Removing a Co-Borrower: Why and When
During a separation or divorce, one of the most significant financial issues involves the joint mortgage. If one former spouse wishes to keep the property, the other must be removed from the mortgage. This process is also necessary when a non-spousal co-borrower (parent, friend) wants to be released from the obligation. In Quebec, the family patrimony framework (articles 414 to 426 of the Civil Code of Quebec) and the Divorce Act (R.S.C. 1985, c. 3) govern the division of assets between spouses, including the family residence.
The Requalification Process
A lender will only remove a co-borrower if the remaining borrower demonstrates the ability to carry the mortgage alone. This requires full requalification under the criteria set out in OSFI Guideline B-20. The remaining borrower must meet the gross debt service (GDS, maximum 39%) and total debt service (TDS, maximum 44%) ratios, calculated at the qualifying rate (the higher of the contract rate plus 2% or the floor rate of 5.25%).

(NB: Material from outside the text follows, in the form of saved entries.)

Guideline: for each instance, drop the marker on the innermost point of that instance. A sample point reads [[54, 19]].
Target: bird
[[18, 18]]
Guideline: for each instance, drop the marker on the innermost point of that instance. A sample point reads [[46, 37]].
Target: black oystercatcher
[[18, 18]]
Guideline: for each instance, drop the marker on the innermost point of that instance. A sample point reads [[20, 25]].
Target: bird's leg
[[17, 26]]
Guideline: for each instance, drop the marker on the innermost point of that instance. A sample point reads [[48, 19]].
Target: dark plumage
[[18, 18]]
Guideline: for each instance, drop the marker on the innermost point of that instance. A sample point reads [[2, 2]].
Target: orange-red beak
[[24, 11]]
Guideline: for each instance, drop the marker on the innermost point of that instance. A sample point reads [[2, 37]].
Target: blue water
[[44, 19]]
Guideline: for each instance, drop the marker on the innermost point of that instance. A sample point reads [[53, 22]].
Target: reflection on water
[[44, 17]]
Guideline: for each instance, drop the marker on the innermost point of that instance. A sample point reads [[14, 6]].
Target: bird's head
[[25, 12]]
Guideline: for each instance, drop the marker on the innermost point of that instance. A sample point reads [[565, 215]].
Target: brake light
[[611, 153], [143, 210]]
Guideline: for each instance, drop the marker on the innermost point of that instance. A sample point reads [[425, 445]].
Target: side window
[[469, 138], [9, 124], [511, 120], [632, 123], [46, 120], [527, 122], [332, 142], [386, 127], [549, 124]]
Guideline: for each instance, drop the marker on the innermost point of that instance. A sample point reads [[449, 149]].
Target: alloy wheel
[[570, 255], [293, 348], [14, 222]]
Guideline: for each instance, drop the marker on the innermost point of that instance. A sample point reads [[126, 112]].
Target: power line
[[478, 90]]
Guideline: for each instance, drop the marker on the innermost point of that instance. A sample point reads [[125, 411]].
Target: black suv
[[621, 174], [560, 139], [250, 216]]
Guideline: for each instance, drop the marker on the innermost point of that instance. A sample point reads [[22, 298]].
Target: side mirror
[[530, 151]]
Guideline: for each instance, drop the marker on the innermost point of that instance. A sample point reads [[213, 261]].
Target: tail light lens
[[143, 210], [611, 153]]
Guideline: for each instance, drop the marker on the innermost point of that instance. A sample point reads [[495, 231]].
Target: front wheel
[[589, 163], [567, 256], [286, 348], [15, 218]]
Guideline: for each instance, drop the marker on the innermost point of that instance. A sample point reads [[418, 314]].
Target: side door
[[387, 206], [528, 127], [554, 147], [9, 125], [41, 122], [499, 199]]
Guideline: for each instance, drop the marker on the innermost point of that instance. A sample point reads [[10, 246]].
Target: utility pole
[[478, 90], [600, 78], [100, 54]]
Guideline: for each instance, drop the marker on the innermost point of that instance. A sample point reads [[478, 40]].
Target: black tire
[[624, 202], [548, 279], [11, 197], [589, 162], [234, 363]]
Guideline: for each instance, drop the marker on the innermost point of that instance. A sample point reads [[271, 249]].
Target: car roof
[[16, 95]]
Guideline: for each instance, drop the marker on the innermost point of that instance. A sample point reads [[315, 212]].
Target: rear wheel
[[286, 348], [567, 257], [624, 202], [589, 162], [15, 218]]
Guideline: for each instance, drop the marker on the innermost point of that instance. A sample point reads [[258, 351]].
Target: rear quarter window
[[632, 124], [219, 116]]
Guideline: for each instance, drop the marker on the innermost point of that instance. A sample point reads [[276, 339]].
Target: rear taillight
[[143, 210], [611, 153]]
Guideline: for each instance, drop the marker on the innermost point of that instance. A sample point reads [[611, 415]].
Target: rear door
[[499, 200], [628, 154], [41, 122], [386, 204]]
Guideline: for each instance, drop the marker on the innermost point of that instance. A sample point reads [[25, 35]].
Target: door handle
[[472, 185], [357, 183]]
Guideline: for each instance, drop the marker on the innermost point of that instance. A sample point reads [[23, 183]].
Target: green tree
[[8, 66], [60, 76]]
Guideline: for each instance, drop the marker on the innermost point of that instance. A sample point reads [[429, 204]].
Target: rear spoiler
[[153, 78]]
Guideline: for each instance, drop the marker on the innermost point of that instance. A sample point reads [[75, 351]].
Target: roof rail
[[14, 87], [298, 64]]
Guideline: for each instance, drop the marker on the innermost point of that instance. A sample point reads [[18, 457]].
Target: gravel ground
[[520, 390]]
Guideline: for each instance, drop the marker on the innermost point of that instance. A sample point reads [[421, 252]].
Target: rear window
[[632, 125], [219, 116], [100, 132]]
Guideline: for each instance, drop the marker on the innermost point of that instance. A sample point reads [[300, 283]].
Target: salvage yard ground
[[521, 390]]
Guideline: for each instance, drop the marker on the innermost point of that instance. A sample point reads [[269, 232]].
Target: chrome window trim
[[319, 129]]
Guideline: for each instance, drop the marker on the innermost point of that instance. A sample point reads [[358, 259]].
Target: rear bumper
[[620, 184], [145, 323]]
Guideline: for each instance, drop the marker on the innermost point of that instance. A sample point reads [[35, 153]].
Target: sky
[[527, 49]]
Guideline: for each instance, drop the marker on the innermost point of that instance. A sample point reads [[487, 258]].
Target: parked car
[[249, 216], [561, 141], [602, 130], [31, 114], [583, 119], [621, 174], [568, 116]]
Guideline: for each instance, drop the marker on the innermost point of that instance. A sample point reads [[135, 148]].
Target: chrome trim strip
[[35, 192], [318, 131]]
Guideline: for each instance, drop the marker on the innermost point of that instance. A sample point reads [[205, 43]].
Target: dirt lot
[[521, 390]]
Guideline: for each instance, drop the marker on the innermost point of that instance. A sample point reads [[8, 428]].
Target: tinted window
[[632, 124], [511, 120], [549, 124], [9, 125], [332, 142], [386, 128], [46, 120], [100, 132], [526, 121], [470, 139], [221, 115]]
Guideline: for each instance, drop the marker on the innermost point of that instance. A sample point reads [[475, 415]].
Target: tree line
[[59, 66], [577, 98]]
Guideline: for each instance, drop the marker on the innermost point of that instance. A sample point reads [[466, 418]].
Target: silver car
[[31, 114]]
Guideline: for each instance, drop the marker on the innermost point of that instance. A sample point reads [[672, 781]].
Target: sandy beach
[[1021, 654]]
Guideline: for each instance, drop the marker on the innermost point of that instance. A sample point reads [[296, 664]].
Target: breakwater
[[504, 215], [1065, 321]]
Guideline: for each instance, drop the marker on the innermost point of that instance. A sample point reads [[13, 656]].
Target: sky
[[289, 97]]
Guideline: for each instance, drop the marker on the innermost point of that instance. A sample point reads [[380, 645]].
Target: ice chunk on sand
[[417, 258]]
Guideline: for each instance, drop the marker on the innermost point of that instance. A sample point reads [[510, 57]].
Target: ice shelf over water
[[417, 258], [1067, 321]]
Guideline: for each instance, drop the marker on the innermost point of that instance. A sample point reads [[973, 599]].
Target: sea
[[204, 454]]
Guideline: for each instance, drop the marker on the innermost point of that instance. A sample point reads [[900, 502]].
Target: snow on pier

- Assess your financial capacity: Calculate your GDS and TDS ratios using only your personal income. Include the mortgage payment, property taxes, heating, and all your debts (credit cards, car loan, line of credit).
- Contact your lender or broker: Inform your financial institution of your intention. The lender will advise whether a simple contract modification is possible or whether a full refinance is required.
- Provide required documentation: Prepare your income proof (pay stubs, notice of assessment, T4s), an up-to-date credit report, and any relevant legal documents (divorce judgment, separation agreement, buyout agreement).
- Obtain a property appraisal: The lender will generally require a recent certified appraisal to confirm the market value of the property and calculate the loan-to-value ratio.
- Complete the notarial process: The notary will discharge the previous mortgage and register the new mortgage deed at the Quebec Land Registry. The former co-borrower will sign a release and, if applicable, a property transfer deed.
Expected Costs
- Notary fees: between $1,000 and $2,500 for the discharge, new mortgage deed, and property transfer if applicable
- Property appraisal: $300 to $500 for a certified appraisal by a member of the Ordre des évaluateurs agrees du Quebec (OEAQ)
- Prepayment penalty: varies by rate type and contract, potentially reaching several thousand dollars
- Lender administrative fees: some lenders charge $200 to $500 for processing
- Transfer duties (welcome tax): applicable if a property transfer occurs between former spouses, with possible exemption for transfers between spouses under the Act respecting duties on transfers of immovables
Options if Requalification Fails
If the remaining borrower does not qualify alone, several avenues can be explored. Adding a new co-borrower or guarantor (parent, new spouse) can compensate for insufficient income. Refinancing with an alternative lender, including trust companies or private lenders, sometimes offers more flexible criteria but typically at a higher interest rate. Certain credit unions (Desjardins caisses) may also offer some flexibility. As a last resort, selling the property allows repayment of the mortgage and division of the net proceeds according to the separation agreement or court judgment.